Linguistic Data Consortium: Egyptian Arabic

Showing posts with label Egyptian Arabic. Show all posts

Friday, March 13, 2020

LDC 2020 March Newsletter

Spring 2020 LDC Data Scholarship recipients
LDC data and commercial technology development

New Publications:
BOLT Egyptian Arabic-English Word Alignment -- Conversational Telephone Speech Training

__________________________________________________________________

Spring 2020 LDC Data Scholarship recipients

LDC congratulates the following Spring 2020 Data Scholarship recipients:

Zahra Azin (Istanbul Technical University, Turkey) is awarded a copy of Abstract Meaning Representation (AMR) Annotation Release 3.0 (LDC2020T02) for her work in Turkish AMR.
Spandan Dey (IIT Kharagpur, India) is awarded a copy of Multi-Language Conversational Telephone Speech – South Asian (LDC2017S14) for his research on automatic language recognition.
Jonathan Downey (University of California, Santa Barbara, US) is awarded a copy of the ETS Corpus of Non-Native Written English (LDC2014T06) for his research on second language acquisition and quantitative methodologies for educational measurements.
Nathaniel Fackler (University of Georgia, US) is awarded a copy of the ETS Corpus of Non-Native Written English (LDC2014T06) for his work on adult second language acquisition.
B. Senthil Kumar (SSN College of Engineering & Anna University, India) is awarded a copy of 2009 CoNLL Shared Task Part 2 (LDC2012T04) for his research on semantic role labeling.
Ming Li (Colorado School of Mines, US) is awarded a copy of TIDIGITS (LDC93S10) for her research on inferring speech signals from motion data in Internet of Things (IoT) security.
Jialiang Lin (Xiamen University, China) is awarded a copy of the ETS Corpus of Non-Native Written English (LDC2014T06) for his project to train and test an automated essay scoring model.

Students can learn more about the LDC Data Scholarship program and the next application cycle on the Data Scholarships page.

LDC data and commercial technology development

For-profit organizations are reminded that an LDC membership is a pre-requisite for obtaining a commercial license to almost all LDC databases. Non-member organizations, including non-member for-profit organizations, cannot use LDC data to develop or test products for commercialization, nor can they use LDC data in any commercial product or for any commercial purpose. LDC data users should consult corpus-specific license agreements for limitations on the use of certain corpora. Visit the Licensing page for further information.

__________________________________________________________________

New publications:

(1) BOLT Egyptian Arabic-English Word Alignment -- Conversational Telephone Speech Training was developed by LDC and consists of 153,171 words of Egyptian Arabic and English parallel text enhanced with linguistic tags to indicate word relations.

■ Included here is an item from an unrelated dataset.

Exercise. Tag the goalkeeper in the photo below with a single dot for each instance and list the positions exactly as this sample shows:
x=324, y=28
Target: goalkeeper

The source data in this release consists of transcripts of Egyptian Arabic conversational telephone speech (CTS) from LDC's CALLHOME and CALLFRIEND collections (LDC97S45, LDC97T19, LDC2002S37, LDC2002T38, LDC96S49) that was translated into English by professional translation agencies and annotated for the word alignment task.

The BOLT word alignment task was built on treebank annotation. Egyptian Arabic source tree tokens were automatically extracted from tree files in LDC’s BOLT Egyptian Arabic Treebank, which had been tagged for part-of-speech and syntactically annotated. That data was then aligned and annotated for the word alignment task.

BOLT Egyptian Arabic-English Word Alignment -- Conversational Telephone Speech Training is distributed via web download.

2020 Subscription Members will automatically receive copies of this corpus. 2020 Standard Members may request a copy as part of their 16 free membership corpora. Non-members may license this data for a fee.

(2) EVALution was developed by The Hong Kong Polytechnic University. It is comprised of English and Mandarin Chinese data sets -- EVALution 1.0 and EVALution-Man, respectively -- that contain semantic relations and metadata for training and evaluating distributional semantic models.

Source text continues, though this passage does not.